Our system encourages waste. You spend hundreds a month, for years, not needing any (significant) medical care. Then, when you need something, neither you or your doctor are spending their own money - you’re both spending a 3rd parties money (insurance company). Of course, the “give me the works” attitude kicks in, from both patient and doctor. The patient wants the best care possible and the doctor can be held liable if they don’t (and something happens).
This entire 3-way system, which is really a 4-way system when you include lawyers, does nothing but encourage high costs. Of course, nobody feel sorry for the insurance industry because any denial of coverage makes them look like monsters. If they didn’t though the costs would go up even faster.
This low-cost MRI, along with LASIC, are great examples of lowering cost via competition when the consumer spends their own money. Somehow, we need to inject this approach into medicine in general. Maybe have insurance companies provide a percent based reimbursement of health services purchased, so it’s in my best interests to shop around.
Single Payer lie = MULTI TAX PAYER Healthcare
Well, in the case of this company, they can provide MRIs cheaper for several reasons.

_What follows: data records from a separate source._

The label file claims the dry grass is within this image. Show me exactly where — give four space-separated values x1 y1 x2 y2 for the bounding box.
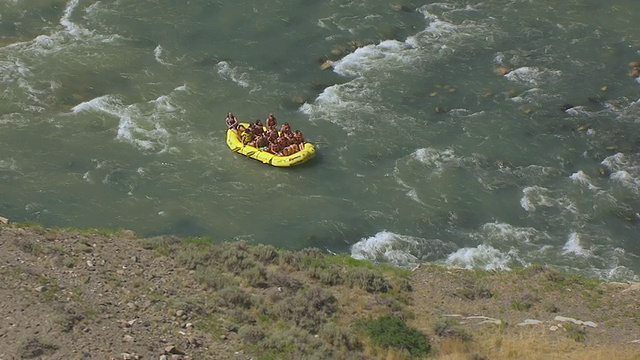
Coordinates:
436 329 640 360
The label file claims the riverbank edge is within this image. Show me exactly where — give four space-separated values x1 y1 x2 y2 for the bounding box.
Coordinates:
0 224 640 359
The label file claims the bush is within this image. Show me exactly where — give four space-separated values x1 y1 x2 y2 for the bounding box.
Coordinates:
238 325 265 344
363 316 431 357
267 270 304 292
220 286 252 309
345 268 391 293
195 267 235 290
252 245 279 265
220 243 257 274
433 318 471 341
307 265 343 286
175 246 211 270
275 286 337 332
319 323 362 350
240 264 269 288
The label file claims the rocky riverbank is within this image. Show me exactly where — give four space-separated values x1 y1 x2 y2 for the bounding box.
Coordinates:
0 224 640 360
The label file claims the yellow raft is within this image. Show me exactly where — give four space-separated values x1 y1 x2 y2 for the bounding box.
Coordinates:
227 123 316 167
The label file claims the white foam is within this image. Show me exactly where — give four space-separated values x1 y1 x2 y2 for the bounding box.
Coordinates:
60 0 92 36
481 222 548 246
411 148 463 168
351 231 418 265
351 231 455 267
153 45 172 66
216 61 251 88
520 186 552 212
445 244 515 270
562 232 590 256
569 170 600 190
333 40 417 76
504 66 562 86
72 95 181 152
152 95 177 112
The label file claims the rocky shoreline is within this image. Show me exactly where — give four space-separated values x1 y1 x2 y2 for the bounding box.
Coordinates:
0 223 640 360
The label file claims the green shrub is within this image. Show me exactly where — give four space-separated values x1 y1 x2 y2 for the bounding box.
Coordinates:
345 267 391 293
274 286 337 332
307 265 344 286
251 244 279 265
363 316 431 357
319 322 362 350
240 264 269 288
433 318 471 341
259 327 333 359
220 245 257 274
219 286 252 309
238 325 265 344
511 299 533 311
175 246 211 270
195 266 235 290
267 270 304 292
280 250 304 270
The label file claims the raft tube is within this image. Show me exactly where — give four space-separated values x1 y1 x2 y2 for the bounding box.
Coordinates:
227 123 316 167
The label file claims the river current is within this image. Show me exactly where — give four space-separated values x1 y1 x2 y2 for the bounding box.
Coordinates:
0 0 640 280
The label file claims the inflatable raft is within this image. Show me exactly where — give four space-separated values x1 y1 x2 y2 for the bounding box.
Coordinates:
227 123 316 167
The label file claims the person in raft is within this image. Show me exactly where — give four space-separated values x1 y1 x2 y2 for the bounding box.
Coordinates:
238 125 253 145
225 111 238 131
266 114 278 130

1. They don’t have to eat the cost of delivering illegal alien babies for free, or providing other services for free.
2. They don’t have to mess with insurance company forms and the associated billing departments and bureaucracy
3. They don’t have to mess with government bureaucracy.
Those 3 things alone will probably eliminate half the cost of providing services.
I have been preaching this for years: The single most important change for lowering the cost of health care is to require transparency so that consumers can comparative shop for services. Nearly every state has consumer protection laws that require grocery stores, retail stores, gas stations, car dealerships, etc. to clearly mark the total price and/or unit price of the items for sale so that consumers know the price before they buy and can comparative shop for a lower price if they so choose.
Prior to Obamacare, health care consumers did not have to comparative shop because most consumers only had to pay a flat co-pay regardless of the actual cost of the service or procedure, which brings me to the second most important change for lowering the cost of health care: Create an incentive for health care consumers to comparative shop by getting rid of the flat fee co-pay. Instead, set co-pays as a percentage of the cost of the medical service or procedure so that the consumer has skin in the game and a reason to comparative shop. Better yet, get rid of co-pays altogether and require the consumer to pay out-of-pocket and seek reimbursement from the health insurer.
The third most important change for lowering the cost of health care is to prohibit health care insurers from penalizing providers for charging consumers less than the negotiated insurance rate for medical care.
There are just not enough of these alternatives to make a big impact.
People have been conditioned to believe the hospital or big clinic are a monopoly, that there are no alternatives. The markup for a lab suite is 1000%. In a normal competitive market you or I should be able to do this for 500% and still be quite profitable and happy with our profit. Indeed, someone could be quite happy to do it for 250% profit undercutting costs by approximately 75% from the norm.
Why isn’t it done? Becuause the regulators and the medical emprie have created and protect their monopoly.
Eisenhower got it wrong. It is not the vast military industrial complex we should have feared. It is the VAST MEDICAL COMPLEX that has consumed us and takes 1/4 of our economy and yet still never has enough.